There is good reason for this. Depending on weather, corn prices could drop to $4 or swing back up over $8, a potential 3 or 4 dollar swing. And with Dec corn near the $6 level, we're smack dab in the middle of that swing.
The key for marketing during a time of uncertainty is to have flexibility and protection. You want to protect this price level because you are profitable here, and if no drought occurs, these are strong prices. Last year December corn fell a dollar into the spring, from the $6 area down to the $5 area, before the concern over a drought started.
On the other hand, you may want to wait to price cash until you feel better about the moisture levels in your area and basis improves.
In your particular situation, February may or may not be the time to get aggressive with cash sales.
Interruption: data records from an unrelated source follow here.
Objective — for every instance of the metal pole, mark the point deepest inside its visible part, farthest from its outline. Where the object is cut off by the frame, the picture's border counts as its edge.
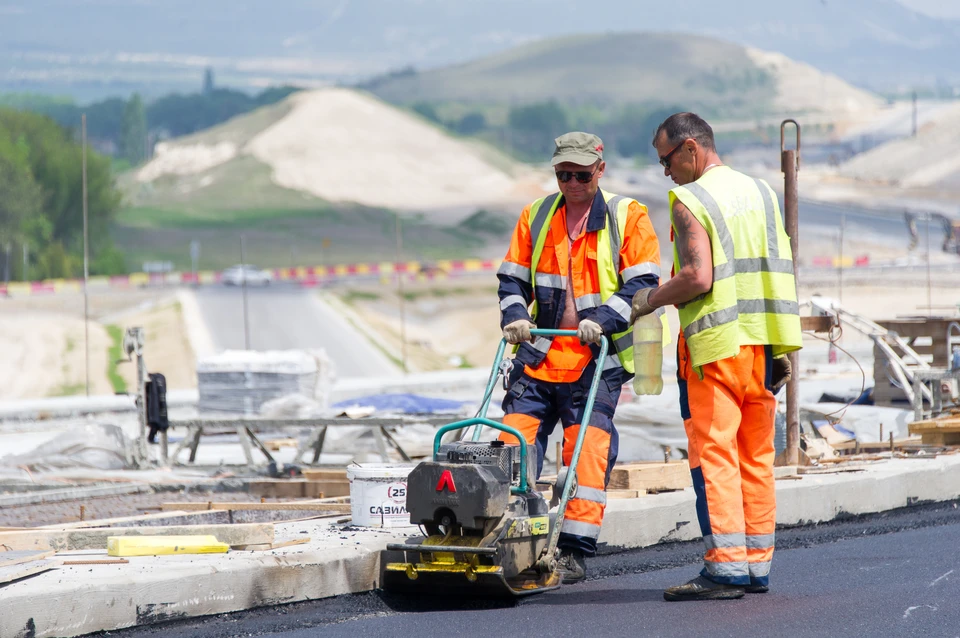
(243, 286)
(403, 315)
(929, 297)
(790, 165)
(86, 253)
(843, 223)
(914, 114)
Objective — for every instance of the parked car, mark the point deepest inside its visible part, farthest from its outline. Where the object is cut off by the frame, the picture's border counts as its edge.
(245, 273)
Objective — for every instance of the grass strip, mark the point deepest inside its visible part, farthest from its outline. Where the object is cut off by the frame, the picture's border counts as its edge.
(115, 354)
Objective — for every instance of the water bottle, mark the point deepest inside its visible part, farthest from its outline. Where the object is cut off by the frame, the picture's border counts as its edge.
(648, 355)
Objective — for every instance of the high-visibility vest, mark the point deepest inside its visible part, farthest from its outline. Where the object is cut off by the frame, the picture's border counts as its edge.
(608, 262)
(753, 300)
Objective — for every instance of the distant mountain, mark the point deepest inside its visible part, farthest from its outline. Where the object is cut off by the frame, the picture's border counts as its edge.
(634, 68)
(93, 45)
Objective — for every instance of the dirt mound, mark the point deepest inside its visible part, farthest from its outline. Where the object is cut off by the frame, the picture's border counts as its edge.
(345, 146)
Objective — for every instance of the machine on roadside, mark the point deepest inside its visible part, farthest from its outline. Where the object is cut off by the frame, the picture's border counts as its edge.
(487, 530)
(951, 230)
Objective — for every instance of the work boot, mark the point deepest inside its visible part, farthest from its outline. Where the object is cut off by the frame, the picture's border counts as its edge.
(572, 566)
(702, 588)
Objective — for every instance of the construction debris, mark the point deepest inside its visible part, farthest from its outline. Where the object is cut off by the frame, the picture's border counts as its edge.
(16, 572)
(300, 506)
(944, 430)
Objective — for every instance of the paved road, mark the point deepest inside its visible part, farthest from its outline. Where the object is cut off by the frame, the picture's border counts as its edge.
(284, 317)
(895, 574)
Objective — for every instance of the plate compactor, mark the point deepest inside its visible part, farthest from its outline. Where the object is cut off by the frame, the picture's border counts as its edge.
(487, 530)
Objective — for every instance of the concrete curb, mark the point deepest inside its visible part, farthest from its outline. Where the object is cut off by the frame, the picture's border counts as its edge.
(340, 560)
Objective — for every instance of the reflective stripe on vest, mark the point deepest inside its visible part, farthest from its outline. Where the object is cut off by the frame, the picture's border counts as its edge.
(608, 263)
(753, 300)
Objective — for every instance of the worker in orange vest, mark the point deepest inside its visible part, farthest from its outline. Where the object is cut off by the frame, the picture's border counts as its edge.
(577, 257)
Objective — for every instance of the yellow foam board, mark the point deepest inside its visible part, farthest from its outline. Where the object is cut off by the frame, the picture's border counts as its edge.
(164, 545)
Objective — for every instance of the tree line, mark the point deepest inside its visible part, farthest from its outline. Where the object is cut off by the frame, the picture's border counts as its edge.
(41, 220)
(127, 128)
(529, 129)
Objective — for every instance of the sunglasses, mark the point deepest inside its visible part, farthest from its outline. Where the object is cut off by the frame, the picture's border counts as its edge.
(665, 160)
(583, 177)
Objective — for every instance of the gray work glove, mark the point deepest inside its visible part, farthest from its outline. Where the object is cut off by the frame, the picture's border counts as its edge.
(782, 371)
(518, 331)
(589, 332)
(641, 307)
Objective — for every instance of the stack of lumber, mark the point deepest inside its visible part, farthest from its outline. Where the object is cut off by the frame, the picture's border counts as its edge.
(636, 479)
(940, 431)
(314, 484)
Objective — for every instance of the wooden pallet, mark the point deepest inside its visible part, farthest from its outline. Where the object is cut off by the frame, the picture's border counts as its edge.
(299, 488)
(937, 431)
(651, 477)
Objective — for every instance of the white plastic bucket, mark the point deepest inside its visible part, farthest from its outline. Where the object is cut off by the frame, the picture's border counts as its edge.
(378, 494)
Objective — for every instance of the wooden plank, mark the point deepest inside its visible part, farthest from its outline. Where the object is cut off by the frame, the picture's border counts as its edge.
(875, 446)
(16, 572)
(277, 545)
(172, 518)
(319, 489)
(275, 445)
(936, 425)
(278, 488)
(324, 475)
(306, 507)
(65, 540)
(612, 494)
(940, 438)
(24, 556)
(652, 477)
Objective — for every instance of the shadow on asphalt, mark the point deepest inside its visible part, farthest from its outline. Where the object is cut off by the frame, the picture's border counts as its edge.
(417, 603)
(571, 595)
You still need to be mindful where price levels are and consider hedging to protect your investment. This month, my focus will be on:
- New crop corn. December corn at the start of the year traded down to 5.70 and then rallied to 5.95, basically a 25- cent gain. The market then retreated to the 5.70 area again. There seems to be significant resistance in the $6 area due to a potential increase in acres this spring, and tempered demand.
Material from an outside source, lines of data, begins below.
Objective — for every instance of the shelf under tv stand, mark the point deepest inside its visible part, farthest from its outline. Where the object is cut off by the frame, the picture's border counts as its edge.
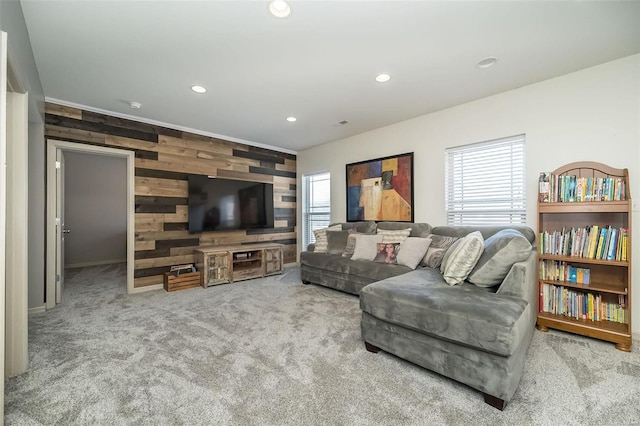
(229, 263)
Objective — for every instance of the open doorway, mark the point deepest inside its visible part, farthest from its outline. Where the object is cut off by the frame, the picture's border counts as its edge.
(91, 228)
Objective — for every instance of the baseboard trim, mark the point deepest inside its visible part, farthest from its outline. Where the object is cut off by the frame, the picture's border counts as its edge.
(147, 288)
(95, 263)
(37, 310)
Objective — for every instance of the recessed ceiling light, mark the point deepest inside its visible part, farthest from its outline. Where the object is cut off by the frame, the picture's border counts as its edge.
(383, 78)
(487, 62)
(279, 8)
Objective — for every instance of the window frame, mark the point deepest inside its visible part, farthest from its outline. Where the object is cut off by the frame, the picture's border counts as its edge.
(312, 220)
(494, 201)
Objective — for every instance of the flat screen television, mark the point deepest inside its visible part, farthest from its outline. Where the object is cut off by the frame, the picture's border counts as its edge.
(217, 204)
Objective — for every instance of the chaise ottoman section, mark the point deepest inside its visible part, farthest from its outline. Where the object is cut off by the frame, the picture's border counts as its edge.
(464, 332)
(464, 314)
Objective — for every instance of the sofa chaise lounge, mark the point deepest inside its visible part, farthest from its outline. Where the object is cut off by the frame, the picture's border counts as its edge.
(475, 334)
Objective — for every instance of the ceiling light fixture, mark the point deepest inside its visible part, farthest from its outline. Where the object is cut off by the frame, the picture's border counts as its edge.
(279, 8)
(383, 78)
(487, 62)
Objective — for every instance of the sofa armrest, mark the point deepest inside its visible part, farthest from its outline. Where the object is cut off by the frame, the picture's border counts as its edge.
(521, 281)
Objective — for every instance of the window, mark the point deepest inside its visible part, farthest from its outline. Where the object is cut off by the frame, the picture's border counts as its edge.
(485, 183)
(316, 205)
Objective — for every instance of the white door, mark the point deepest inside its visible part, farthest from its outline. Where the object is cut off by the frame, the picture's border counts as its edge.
(61, 231)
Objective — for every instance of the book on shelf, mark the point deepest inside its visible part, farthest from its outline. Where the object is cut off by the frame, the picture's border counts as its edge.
(572, 188)
(590, 242)
(544, 187)
(611, 251)
(560, 300)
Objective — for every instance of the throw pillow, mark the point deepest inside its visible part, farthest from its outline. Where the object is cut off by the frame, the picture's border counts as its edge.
(412, 251)
(337, 241)
(387, 253)
(351, 244)
(438, 247)
(321, 238)
(501, 251)
(462, 257)
(368, 227)
(366, 247)
(394, 236)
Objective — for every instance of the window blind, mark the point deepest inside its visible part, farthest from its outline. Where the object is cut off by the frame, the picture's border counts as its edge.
(316, 209)
(485, 183)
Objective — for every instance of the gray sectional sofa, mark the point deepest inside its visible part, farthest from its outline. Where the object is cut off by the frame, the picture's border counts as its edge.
(477, 334)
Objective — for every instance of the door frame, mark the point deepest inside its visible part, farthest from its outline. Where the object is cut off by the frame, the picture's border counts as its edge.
(52, 146)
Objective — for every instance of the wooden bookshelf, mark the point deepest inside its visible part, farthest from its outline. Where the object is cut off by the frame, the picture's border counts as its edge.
(610, 279)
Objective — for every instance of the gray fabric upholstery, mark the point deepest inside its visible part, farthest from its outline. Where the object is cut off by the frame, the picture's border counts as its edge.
(492, 374)
(475, 335)
(422, 301)
(342, 273)
(368, 227)
(337, 241)
(501, 251)
(486, 231)
(417, 229)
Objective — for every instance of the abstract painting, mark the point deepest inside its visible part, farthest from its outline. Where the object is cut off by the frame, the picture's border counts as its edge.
(381, 189)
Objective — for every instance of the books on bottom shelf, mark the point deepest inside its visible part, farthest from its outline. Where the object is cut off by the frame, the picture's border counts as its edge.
(560, 300)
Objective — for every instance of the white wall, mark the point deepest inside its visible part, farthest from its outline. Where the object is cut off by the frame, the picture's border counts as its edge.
(95, 209)
(590, 115)
(12, 21)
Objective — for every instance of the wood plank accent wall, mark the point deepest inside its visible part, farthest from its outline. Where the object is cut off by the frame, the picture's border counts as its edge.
(164, 158)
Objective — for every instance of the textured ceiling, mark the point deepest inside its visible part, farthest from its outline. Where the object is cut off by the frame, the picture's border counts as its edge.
(318, 64)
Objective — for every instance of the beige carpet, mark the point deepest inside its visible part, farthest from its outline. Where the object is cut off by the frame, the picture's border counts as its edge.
(276, 352)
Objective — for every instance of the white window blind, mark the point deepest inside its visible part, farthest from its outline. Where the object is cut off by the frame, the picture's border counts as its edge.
(316, 208)
(485, 183)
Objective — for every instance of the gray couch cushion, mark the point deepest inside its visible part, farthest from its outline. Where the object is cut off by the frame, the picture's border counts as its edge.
(501, 251)
(461, 257)
(486, 231)
(366, 247)
(417, 229)
(437, 249)
(465, 314)
(412, 251)
(321, 237)
(344, 265)
(337, 241)
(368, 227)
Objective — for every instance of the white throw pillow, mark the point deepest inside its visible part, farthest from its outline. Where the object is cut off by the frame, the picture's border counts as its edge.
(412, 250)
(395, 235)
(366, 247)
(321, 238)
(461, 257)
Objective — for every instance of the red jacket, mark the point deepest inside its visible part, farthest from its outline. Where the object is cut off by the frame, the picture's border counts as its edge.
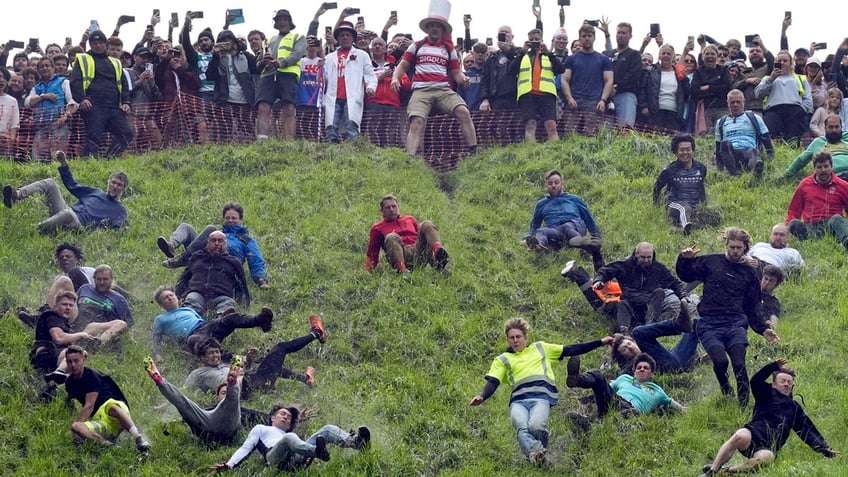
(406, 226)
(814, 202)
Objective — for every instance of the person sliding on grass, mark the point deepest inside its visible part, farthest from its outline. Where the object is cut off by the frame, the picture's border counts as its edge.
(529, 371)
(283, 449)
(776, 413)
(567, 219)
(630, 395)
(404, 242)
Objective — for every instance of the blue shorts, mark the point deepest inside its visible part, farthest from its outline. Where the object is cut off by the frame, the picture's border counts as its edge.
(722, 337)
(279, 86)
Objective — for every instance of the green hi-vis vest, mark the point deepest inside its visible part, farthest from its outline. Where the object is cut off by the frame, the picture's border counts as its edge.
(801, 90)
(86, 63)
(542, 373)
(525, 76)
(284, 49)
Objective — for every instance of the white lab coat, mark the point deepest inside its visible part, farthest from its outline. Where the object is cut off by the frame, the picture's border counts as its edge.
(358, 75)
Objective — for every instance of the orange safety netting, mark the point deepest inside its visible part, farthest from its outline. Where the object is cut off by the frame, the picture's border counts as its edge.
(192, 120)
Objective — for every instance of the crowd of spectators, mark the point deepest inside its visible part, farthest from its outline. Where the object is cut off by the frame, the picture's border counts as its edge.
(582, 84)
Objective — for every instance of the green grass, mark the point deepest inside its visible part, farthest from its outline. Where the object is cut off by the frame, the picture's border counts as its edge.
(406, 354)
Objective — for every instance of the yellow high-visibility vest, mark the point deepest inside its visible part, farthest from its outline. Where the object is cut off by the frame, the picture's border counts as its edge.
(547, 83)
(284, 49)
(86, 63)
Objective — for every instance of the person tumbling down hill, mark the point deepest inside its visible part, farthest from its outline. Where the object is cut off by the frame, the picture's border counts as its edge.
(529, 371)
(567, 220)
(776, 414)
(405, 244)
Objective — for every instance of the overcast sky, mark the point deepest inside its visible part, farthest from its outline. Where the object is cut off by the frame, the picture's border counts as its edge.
(53, 20)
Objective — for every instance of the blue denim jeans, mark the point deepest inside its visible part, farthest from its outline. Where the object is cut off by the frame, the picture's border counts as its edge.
(557, 237)
(675, 360)
(530, 419)
(292, 452)
(625, 108)
(342, 121)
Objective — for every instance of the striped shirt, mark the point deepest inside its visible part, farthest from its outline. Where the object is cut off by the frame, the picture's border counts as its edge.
(432, 63)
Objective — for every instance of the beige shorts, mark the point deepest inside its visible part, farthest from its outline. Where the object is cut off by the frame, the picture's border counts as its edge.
(444, 99)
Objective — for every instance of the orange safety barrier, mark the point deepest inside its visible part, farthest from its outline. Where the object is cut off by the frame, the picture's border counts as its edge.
(192, 120)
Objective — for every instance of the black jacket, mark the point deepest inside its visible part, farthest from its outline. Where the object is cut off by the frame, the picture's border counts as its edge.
(729, 289)
(718, 79)
(637, 283)
(217, 72)
(212, 276)
(498, 80)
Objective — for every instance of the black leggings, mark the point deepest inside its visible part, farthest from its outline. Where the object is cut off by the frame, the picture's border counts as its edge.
(719, 356)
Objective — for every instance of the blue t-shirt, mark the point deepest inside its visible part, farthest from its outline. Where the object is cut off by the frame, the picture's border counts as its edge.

- New crop beans have been a little more dramatic, having traded down to 12.59-2 early in January to recently hitting 13.50 area, a good 90-cent bounce on South American weather concerns. It would appear that resistance comes in at $13.50, while support is seen 50 cents lower at $13.00. A change in weather pattern for South America, or decline in demand, could erase the recent gains.
What we have to remember is that often times the best pricing opportunities arise when we know the least about our crop prospects. Take right now for example:
- We don't know for sure that we'll plant close to 100 million acres of corn in the coming year, but the market will assume that, until spring weather dictates otherwise. And should we get confirmation of those acres having been planted, whatever premium the market may have offered due to uncertainty will be erased.
- We don't know if we could have a trend line yield or not, and there again, the market has to make some assumptions, until given reason not too.